More than 10 million Syrians who have fled the country’s raging war have been told to lay claim to their homes by early May or risk forfeiting them to the state.
A property law announced this month has raised widespread fears that Syrian citizens who have opposed Bashar al-Assad face permanent exile and that other people considered loyalists may be given access to their communities.
With the majority of internally displaced and overseas refugees unable or unwilling to return to prove ownership of properties, analysts and exiles say the law, known as article 10, and the tight timeframe surrounding it could serve as an instrument of demographic change and social engineering.
It has drawn parallels with laws enacted in Lebanon after the civil war to seize land in central Beirut, and the absentee property law in Israel in 1950 that legalised seizures from Palestinians driven from their lands.

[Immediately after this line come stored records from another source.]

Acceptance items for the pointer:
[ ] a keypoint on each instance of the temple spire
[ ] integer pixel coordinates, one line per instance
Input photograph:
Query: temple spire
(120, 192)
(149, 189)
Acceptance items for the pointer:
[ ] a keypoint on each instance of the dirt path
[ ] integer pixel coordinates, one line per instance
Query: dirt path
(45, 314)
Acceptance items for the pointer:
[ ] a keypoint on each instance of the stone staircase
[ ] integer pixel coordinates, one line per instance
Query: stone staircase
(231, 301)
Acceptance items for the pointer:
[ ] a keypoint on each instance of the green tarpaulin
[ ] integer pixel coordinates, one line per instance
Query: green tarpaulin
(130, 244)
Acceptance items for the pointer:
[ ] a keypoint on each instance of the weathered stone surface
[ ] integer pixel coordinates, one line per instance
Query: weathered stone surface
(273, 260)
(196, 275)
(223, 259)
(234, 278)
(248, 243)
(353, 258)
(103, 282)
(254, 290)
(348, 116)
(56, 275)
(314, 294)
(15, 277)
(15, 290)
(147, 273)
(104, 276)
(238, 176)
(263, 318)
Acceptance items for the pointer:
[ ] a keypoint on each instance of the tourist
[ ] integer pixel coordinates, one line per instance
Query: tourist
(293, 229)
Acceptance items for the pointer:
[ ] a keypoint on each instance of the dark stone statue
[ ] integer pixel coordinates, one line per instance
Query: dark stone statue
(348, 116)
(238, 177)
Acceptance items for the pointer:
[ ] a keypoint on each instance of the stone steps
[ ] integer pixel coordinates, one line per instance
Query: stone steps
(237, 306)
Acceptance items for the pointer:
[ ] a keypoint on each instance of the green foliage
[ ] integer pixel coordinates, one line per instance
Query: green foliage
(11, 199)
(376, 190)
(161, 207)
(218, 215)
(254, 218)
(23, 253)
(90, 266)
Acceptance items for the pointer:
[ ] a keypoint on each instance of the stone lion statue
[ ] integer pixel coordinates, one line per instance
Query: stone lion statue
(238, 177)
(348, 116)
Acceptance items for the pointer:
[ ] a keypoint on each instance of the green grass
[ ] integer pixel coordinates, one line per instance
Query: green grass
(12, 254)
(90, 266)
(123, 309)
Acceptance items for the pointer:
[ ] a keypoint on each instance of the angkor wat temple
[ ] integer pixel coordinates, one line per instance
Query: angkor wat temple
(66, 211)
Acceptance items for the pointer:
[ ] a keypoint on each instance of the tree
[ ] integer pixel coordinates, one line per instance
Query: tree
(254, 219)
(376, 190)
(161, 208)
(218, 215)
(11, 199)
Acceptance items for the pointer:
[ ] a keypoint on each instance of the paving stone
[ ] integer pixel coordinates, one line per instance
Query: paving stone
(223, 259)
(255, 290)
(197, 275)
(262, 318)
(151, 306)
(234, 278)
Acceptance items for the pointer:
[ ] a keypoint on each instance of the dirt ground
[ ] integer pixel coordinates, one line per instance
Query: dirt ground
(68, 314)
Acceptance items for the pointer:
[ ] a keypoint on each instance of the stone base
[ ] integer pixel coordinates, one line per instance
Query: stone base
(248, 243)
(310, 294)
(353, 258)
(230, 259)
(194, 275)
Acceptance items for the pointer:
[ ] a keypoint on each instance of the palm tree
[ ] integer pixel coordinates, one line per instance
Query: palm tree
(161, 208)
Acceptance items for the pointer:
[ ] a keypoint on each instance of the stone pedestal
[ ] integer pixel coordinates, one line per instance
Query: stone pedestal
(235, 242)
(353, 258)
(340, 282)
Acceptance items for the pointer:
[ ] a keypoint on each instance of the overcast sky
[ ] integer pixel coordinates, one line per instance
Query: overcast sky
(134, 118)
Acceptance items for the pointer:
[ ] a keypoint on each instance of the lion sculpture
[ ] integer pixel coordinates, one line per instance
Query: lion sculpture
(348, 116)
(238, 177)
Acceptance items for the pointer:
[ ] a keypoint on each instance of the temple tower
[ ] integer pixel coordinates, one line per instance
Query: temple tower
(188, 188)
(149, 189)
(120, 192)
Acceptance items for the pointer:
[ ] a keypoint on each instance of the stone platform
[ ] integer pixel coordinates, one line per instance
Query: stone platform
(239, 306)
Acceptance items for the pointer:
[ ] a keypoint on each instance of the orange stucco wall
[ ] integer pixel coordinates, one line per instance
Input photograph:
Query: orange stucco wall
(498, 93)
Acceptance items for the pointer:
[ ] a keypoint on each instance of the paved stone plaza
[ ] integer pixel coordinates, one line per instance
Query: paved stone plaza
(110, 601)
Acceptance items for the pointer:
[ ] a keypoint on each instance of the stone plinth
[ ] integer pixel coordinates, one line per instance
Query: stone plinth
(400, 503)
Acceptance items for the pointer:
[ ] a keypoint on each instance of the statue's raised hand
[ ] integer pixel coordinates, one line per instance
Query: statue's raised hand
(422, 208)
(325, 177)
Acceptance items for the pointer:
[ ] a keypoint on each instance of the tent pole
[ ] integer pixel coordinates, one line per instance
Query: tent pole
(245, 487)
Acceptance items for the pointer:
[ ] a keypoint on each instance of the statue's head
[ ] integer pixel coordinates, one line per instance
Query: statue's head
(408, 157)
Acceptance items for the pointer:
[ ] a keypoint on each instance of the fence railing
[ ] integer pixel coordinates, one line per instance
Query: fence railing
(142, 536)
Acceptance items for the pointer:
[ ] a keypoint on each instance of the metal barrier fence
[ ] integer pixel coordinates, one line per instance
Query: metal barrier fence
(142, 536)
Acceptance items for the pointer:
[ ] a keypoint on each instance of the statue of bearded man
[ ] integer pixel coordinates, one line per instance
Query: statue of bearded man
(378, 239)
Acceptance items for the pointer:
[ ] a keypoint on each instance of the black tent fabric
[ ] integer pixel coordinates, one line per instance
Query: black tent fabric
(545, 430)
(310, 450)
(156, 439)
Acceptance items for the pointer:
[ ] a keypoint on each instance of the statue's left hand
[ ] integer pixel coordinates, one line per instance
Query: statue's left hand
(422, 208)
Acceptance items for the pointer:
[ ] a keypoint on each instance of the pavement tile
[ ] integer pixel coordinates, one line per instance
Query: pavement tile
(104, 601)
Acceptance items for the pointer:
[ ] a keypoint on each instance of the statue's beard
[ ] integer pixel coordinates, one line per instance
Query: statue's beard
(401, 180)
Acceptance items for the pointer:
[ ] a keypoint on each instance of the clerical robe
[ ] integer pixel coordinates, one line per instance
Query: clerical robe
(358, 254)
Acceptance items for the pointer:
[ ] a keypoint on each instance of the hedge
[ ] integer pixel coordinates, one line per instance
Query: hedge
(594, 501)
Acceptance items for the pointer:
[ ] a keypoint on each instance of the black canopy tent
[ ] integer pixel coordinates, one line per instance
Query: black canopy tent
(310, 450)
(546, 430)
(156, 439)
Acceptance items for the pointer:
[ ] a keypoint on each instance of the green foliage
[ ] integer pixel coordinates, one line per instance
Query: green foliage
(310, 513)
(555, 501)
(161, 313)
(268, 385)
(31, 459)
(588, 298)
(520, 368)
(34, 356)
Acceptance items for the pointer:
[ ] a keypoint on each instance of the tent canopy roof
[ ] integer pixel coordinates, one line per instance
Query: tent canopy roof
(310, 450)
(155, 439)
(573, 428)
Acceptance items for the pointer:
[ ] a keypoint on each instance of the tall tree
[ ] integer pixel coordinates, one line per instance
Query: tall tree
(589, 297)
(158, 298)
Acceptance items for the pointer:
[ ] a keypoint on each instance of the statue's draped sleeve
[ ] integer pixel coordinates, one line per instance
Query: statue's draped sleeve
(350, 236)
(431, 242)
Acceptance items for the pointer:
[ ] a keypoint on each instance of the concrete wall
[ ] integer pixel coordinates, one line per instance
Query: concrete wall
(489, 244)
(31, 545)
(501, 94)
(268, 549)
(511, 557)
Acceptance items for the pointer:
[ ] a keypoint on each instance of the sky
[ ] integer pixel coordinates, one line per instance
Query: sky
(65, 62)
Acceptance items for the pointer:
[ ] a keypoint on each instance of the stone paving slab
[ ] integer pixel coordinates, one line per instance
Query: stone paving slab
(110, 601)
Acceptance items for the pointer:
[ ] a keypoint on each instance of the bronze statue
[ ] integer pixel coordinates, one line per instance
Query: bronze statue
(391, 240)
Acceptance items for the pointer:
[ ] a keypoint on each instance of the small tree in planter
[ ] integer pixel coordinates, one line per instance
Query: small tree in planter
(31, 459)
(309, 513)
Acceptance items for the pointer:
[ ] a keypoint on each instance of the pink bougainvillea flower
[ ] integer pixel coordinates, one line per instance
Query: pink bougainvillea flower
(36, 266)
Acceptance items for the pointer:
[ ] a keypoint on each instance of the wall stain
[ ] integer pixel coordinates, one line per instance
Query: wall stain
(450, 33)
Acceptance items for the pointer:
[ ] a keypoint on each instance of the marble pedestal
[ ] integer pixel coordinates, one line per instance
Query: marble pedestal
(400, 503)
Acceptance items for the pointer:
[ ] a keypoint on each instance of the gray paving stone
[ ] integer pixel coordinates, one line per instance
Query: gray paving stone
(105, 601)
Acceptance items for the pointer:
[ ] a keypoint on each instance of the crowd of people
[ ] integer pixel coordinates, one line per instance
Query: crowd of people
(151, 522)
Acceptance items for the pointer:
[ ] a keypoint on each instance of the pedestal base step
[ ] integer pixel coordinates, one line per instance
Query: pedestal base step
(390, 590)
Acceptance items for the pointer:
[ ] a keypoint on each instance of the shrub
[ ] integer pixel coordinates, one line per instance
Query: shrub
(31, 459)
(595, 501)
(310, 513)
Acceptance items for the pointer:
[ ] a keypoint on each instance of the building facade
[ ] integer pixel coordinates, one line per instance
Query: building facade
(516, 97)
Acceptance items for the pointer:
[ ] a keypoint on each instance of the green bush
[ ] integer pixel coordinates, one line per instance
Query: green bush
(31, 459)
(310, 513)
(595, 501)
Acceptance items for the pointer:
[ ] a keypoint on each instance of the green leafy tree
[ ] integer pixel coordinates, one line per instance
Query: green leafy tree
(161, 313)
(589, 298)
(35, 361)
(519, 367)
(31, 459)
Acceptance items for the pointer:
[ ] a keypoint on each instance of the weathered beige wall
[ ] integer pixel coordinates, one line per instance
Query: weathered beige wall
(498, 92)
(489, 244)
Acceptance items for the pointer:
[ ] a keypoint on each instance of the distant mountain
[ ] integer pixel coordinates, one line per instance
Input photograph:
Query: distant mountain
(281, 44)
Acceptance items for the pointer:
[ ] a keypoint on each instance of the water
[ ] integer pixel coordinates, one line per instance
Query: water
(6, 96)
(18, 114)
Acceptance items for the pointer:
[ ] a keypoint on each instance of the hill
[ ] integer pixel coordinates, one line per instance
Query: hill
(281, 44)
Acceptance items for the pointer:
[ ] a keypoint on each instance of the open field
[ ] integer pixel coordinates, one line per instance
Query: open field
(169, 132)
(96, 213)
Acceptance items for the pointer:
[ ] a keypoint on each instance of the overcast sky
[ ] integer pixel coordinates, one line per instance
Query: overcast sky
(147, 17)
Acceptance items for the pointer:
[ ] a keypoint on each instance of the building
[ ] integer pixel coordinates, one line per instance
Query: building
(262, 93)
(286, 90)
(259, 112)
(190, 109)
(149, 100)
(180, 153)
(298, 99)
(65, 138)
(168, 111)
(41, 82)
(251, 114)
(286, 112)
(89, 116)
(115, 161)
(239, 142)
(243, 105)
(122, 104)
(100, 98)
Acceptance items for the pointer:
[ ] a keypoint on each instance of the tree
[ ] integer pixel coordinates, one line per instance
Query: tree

The Syrian law empowers local administrations to re-register property ownership within their areas, a move that requires landowners to be present.
Syrian legal experts say the law focuses on war-damaged areas around Damascus and does not include areas unscathed by the fighting. However, critics and exiled landowners say the regulation has a clear political dimension and carries implications that extend well beyond selective re-zoning.
“For millions of internally displaced and refugees, such proof [of ownership] will most likely be mission impossible,” said Maha Yahya, director of the Carnegie Middle East Centre in Beirut. “Many left without title deeds, some lived in informal settlements, therefore without legally recognised proof of ownership and for others – mainly refugees – going back to Syria to provide such proof is tantamount to a suicide mission.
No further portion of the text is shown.